I’ve got several thousand observations in 350-dimensional space, in a relatively sparse matrix (median observation has 11 non-zero dimensions). I'm using a density-based clustering algorithm, DBSCAN, to identify clusters and noise points (points that do not fall into clusters).

DBSCAN requires setting two parameters. The first is the minimum threshold number of points that defines a cluster. The guidance in the original paper (Ester et al. 1996) is to use the number of dimensions in the space. In a prior post (where I asked way too many questions) a helpful forum user pointed out that because the value of most dimensions is zero for most observations, the intrinsic dimensionality of my dataset is much lower than 350, and is more like the median or mean number of nonzero dimensions.

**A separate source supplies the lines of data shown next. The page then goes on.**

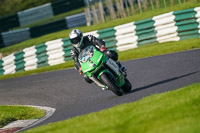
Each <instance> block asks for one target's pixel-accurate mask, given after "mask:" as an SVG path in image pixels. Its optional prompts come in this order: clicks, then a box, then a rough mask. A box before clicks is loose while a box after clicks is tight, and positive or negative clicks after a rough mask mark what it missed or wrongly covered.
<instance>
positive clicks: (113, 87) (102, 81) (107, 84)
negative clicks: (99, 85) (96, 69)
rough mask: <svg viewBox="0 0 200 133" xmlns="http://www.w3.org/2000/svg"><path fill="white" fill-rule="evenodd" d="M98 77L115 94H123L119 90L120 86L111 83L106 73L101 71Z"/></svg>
mask: <svg viewBox="0 0 200 133" xmlns="http://www.w3.org/2000/svg"><path fill="white" fill-rule="evenodd" d="M100 79H101V81H102V82H103V83H104V84H105V85H106V86H107V87H108V88H109V89H110V90H111V91H112V92H113V93H115V94H116V95H117V96H122V95H123V93H122V92H121V91H120V88H119V87H118V86H116V85H115V84H114V83H113V81H112V80H111V79H110V78H109V76H108V74H107V73H103V74H102V75H101V76H100Z"/></svg>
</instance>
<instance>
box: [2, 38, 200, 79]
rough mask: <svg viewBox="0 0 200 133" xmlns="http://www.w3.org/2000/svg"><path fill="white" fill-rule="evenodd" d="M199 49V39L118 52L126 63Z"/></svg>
mask: <svg viewBox="0 0 200 133" xmlns="http://www.w3.org/2000/svg"><path fill="white" fill-rule="evenodd" d="M197 48H200V39H199V38H196V39H189V40H183V41H178V42H167V43H160V44H159V43H154V44H148V45H144V46H140V47H139V48H136V49H131V50H128V51H124V52H118V53H119V60H120V61H125V60H130V59H139V58H145V57H151V56H157V55H163V54H169V53H174V52H180V51H184V50H191V49H197ZM72 67H74V63H73V61H67V62H66V63H63V64H59V65H55V66H46V67H41V68H38V69H36V70H31V71H23V72H17V73H15V74H8V75H0V80H2V79H9V78H16V77H21V76H27V75H32V74H38V73H44V72H49V71H56V70H62V69H67V68H72Z"/></svg>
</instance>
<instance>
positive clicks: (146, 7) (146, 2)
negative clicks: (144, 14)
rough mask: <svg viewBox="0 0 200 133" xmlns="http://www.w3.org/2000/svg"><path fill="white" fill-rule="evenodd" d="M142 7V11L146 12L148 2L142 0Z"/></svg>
mask: <svg viewBox="0 0 200 133" xmlns="http://www.w3.org/2000/svg"><path fill="white" fill-rule="evenodd" d="M143 7H144V10H145V11H147V9H148V1H147V0H143Z"/></svg>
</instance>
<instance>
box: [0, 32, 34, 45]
mask: <svg viewBox="0 0 200 133" xmlns="http://www.w3.org/2000/svg"><path fill="white" fill-rule="evenodd" d="M1 34H2V39H3V42H4V45H5V46H10V45H13V44H16V43H19V42H22V41H25V40H28V39H30V38H31V37H30V32H29V28H25V29H20V30H15V31H9V32H3V33H1Z"/></svg>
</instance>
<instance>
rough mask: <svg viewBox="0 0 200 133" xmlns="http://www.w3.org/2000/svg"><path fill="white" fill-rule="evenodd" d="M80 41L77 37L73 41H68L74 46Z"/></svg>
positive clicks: (70, 40) (78, 36)
mask: <svg viewBox="0 0 200 133" xmlns="http://www.w3.org/2000/svg"><path fill="white" fill-rule="evenodd" d="M80 40H81V37H79V36H77V37H75V38H73V39H70V41H71V43H72V44H75V45H76V44H78V43H79V42H80Z"/></svg>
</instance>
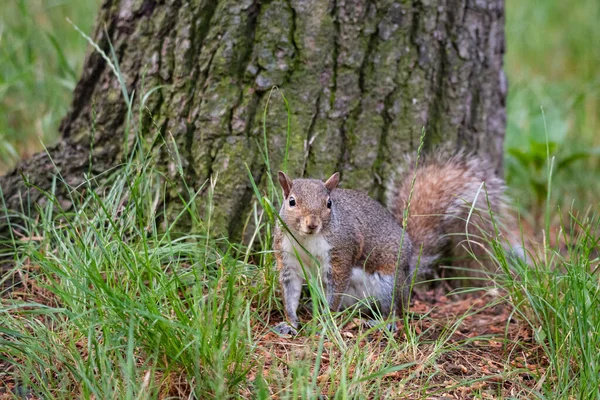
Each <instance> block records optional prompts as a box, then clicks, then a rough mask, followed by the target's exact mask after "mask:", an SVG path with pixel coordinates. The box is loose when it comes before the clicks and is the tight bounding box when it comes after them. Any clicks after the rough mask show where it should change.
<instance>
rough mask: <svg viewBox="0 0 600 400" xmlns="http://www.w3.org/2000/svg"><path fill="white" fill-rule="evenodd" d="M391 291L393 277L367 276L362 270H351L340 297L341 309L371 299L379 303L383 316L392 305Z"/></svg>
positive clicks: (380, 310)
mask: <svg viewBox="0 0 600 400" xmlns="http://www.w3.org/2000/svg"><path fill="white" fill-rule="evenodd" d="M393 291H394V275H382V274H380V273H378V272H376V273H374V274H369V273H368V272H366V271H365V270H364V269H362V268H352V275H351V277H350V284H349V285H348V289H347V290H346V293H345V294H344V296H343V297H342V308H347V307H350V306H352V305H354V304H356V303H357V302H358V301H360V300H362V299H366V298H368V297H373V298H374V299H375V300H377V302H378V303H379V307H380V311H382V312H383V313H384V314H385V313H387V312H389V310H390V307H391V305H392V296H393ZM398 295H400V294H398Z"/></svg>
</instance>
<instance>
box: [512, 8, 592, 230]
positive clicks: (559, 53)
mask: <svg viewBox="0 0 600 400" xmlns="http://www.w3.org/2000/svg"><path fill="white" fill-rule="evenodd" d="M506 12H507V16H506V21H507V25H506V40H507V44H506V49H507V54H506V59H505V61H506V72H507V75H508V80H509V95H508V102H507V117H508V124H507V132H506V141H505V149H506V156H505V157H506V178H507V181H508V184H509V186H510V188H511V190H512V193H513V197H514V198H518V199H519V201H520V203H521V206H522V210H523V211H524V212H525V213H527V214H533V218H532V219H534V220H535V219H536V217H539V215H540V214H543V209H544V202H545V199H546V192H545V190H546V189H545V188H546V182H547V168H546V138H548V141H549V143H550V146H551V155H554V156H556V161H555V165H554V181H553V187H554V190H553V191H554V193H553V194H551V204H552V209H554V208H555V207H556V206H557V205H562V206H563V207H564V208H569V207H570V205H571V202H572V201H574V202H575V206H576V208H578V209H580V210H585V209H586V208H587V207H588V206H589V205H590V204H593V203H594V202H595V201H596V200H597V199H598V196H599V195H600V180H598V179H597V177H598V174H600V134H599V133H600V74H599V73H598V65H600V52H599V51H598V49H597V47H598V43H600V25H599V24H598V20H600V3H599V2H597V1H596V0H581V1H578V2H576V3H569V2H565V1H560V0H545V1H518V0H509V1H507V4H506ZM542 108H543V112H542ZM540 208H541V212H539V210H540ZM536 210H537V212H536ZM534 222H539V221H534ZM554 222H558V221H556V220H555V221H554Z"/></svg>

I've been reading about intrinsic dimensionality, but it is well outside my expertise. I am looking for a paper or two that I can cite (and learn more from) that documents why the intrinsic dimensionality is closer to the median number of nonzero dimensions. Any help is much appreciated!

herfa
  • 41
  • 3
  • It may help to look at my answer here: [Why are there only $n−1$ principal components for n data if the number of dimensions is $≥n$?](https://stats.stackexchange.com/a/123349/7290). It should be pretty easy to see that the literal dimensionality is $3$, but the intrinsic dimensionality is $1$. You might also find the discussion & link helpful in my answer here: [How do I know my k-means clustering algorithm is suffering from the curse of dimensionality?](https://stats.stackexchange.com/q/232500/7290) – gung - Reinstate Monica Jun 27 '18 at 19:59

1 Answers1

1

First of all, you can compute the actual intrinsic dimensionality for some points, and just give the data.

Secondly, it should be obvious that adding a constant dimension does not affect the intrinsic dimensionality. Thus, if for most points most dimensions are 0, the intrinsic dimensionality must be lower.

You don't need a citation for that.

Has QUIT--Anony-Mousse
  • 39,639
  • 7
  • 61
  • 96